Abb. 1: Der Monat August im Stundenbuch Très Riches Heures du Duc de Berry, gemalt von den Brüdern von Limburg; Chantilly, Mus. Condé, Ms.65, fol. 8v. Digitalisat: https://arca.irht.cnrs.fr/ark:/63955/md45q811kp9t.

Am berühmtesten und künstlerisch wertvollsten dürften die Stundenbücher des Herzogs von Berry (1340–1416) sein, darunter das Très riches heures (Abb. 1). Es handelt sich um ein ausgesprochen reichhaltig verziertes Stundenbuch, das 208 Blätter enthält, von denen etwa die Hälfte ganzseitig bebildert ist.

Im Stundenbuch stehen Text bzw. Gebet und Bild in direktem Zusammenhang. Ein Beispiel, anhand dessen sich das gut aufzeigen lässt, ist das Schutzengelgebet im Beaufort-Stundenbuch (Abb. 2). In dem Bild wird der danebenstehende Text des Schutzengelgebets Angele, qui meus es custos superna illustriert. Das auf Reginald von Canterbury zurückgehende Gebet gehört zu den im Spätmittelalter bekanntesten Schutzengelgebeten.[3] In dem im Stundenbuch enthaltenen Beginn des Gebets wird der Schutzengel angerufen und um seinen Beistand in vielerlei Hinsicht (Schutz, Führung, Befreiung von Lastern, Hilfe bei Buße und Vermeidung der Hölle) gebeten.

Auch in der Abbildung wird mit Text gearbeitet: Über ein Schriftband richtet die Stifterin ihre Bitte an den Schutzengel: Sub umbra alarum tuarum protege me. Es handelt sich um ein Zitat aus Ps 16,8. Der Engel verkündet der Stifterin den göttlichen Beistand: Dominus custodiat te ab omni malo. Auch hier handelt es sich um ein Psalmenzitat (Ps 120,7).[4]

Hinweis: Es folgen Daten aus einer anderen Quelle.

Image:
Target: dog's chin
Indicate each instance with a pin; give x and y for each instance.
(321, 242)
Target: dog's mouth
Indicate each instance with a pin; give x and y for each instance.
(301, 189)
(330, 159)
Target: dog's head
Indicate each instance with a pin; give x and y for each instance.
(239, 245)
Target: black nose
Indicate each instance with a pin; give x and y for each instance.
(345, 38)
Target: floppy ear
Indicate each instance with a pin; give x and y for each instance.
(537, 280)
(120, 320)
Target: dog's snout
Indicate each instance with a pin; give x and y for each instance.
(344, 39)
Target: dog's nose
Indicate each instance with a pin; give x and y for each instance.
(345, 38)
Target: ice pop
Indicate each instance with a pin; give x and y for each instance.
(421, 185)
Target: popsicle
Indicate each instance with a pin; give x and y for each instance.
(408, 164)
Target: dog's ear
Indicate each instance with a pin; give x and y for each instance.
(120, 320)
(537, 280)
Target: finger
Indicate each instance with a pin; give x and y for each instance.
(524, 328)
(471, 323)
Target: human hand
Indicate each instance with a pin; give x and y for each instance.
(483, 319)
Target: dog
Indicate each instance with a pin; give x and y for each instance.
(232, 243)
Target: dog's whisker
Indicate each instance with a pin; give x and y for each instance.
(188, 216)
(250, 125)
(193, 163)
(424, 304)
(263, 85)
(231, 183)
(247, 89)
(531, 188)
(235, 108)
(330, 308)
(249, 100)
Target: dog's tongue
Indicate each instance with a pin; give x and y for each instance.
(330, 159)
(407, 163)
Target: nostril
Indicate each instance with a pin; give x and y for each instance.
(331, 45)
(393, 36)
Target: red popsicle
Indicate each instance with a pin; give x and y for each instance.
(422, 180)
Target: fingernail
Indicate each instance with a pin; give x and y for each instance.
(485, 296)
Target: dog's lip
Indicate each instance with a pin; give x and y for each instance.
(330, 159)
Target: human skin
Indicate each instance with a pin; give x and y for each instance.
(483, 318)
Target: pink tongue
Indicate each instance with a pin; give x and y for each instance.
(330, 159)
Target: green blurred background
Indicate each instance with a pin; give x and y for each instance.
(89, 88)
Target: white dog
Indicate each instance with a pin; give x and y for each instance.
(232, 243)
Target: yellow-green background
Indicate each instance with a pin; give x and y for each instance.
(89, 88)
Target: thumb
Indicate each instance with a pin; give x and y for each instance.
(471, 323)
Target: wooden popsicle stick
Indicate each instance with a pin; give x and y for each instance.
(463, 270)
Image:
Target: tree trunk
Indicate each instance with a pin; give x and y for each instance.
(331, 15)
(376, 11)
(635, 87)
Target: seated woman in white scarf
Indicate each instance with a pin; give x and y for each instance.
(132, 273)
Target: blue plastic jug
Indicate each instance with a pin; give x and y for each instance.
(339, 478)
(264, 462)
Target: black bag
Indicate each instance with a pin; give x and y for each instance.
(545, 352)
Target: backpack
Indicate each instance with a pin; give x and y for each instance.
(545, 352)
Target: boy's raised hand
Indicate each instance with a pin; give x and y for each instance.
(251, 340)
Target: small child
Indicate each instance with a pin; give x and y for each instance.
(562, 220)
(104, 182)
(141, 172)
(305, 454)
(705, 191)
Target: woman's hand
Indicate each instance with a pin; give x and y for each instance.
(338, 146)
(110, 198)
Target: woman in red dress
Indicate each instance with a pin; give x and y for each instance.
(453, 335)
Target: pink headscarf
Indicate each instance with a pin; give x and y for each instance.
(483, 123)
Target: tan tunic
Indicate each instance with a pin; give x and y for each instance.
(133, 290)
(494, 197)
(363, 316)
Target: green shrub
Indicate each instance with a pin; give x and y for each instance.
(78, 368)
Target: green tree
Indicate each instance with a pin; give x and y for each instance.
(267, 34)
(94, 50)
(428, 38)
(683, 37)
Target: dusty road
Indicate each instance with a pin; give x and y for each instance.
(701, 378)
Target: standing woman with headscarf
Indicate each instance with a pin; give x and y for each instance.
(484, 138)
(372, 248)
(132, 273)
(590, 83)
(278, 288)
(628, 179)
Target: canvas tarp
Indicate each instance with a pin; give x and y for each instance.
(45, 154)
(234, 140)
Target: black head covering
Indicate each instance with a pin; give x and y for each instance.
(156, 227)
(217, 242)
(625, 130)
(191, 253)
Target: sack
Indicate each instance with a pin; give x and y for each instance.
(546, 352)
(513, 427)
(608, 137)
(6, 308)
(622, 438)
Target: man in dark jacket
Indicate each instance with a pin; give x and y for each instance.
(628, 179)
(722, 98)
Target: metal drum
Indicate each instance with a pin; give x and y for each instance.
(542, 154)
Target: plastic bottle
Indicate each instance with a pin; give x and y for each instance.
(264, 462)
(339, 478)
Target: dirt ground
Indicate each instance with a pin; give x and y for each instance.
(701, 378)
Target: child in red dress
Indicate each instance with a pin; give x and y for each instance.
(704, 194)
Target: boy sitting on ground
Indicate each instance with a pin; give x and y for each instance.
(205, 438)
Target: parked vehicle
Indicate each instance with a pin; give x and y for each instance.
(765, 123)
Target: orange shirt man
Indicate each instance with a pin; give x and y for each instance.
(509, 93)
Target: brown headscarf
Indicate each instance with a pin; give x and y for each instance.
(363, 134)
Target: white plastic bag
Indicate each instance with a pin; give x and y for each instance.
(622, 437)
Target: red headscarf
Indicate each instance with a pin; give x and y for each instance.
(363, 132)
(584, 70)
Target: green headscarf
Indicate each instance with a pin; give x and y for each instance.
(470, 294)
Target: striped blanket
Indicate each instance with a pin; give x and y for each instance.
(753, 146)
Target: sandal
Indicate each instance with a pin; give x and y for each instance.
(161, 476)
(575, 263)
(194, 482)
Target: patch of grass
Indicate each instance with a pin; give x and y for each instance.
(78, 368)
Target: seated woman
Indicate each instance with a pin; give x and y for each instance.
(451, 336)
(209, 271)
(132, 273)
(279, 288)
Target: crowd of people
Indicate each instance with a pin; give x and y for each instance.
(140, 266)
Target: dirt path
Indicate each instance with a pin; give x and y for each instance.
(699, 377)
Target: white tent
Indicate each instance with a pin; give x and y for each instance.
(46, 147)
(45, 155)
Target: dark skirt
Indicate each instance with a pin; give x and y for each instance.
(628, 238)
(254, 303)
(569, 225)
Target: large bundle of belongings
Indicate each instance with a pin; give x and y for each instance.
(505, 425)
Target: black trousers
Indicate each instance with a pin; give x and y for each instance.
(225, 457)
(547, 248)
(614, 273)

Da der Gebetstext lateinisch und somit für viele Laien unverständlich war, spielte die Illumination eine wichtige Rolle in der Andachtsübung, weil hierin der Inhalt der entsprechenden Frömmigkeitsübung verdeutlicht wird. Der Erfolg dieser Methode ist an der weiten Verbreitung von Stundenbüchern im Spätmittelalter ersichtlich. Zudem legt dies nahe, dass sich die Besitzer der Stundenbücher von den Gebeten einen direkten Nutzen – hier in Form des Herbeirufens des Schutzengels – versprachen, weshalb laut Bodo Brinkmann jeder fromme Laie des späten Mittelalters, der dies finanziell bewerkstelligen konnte, ein solches Gebetsbüchlein besaß.[5]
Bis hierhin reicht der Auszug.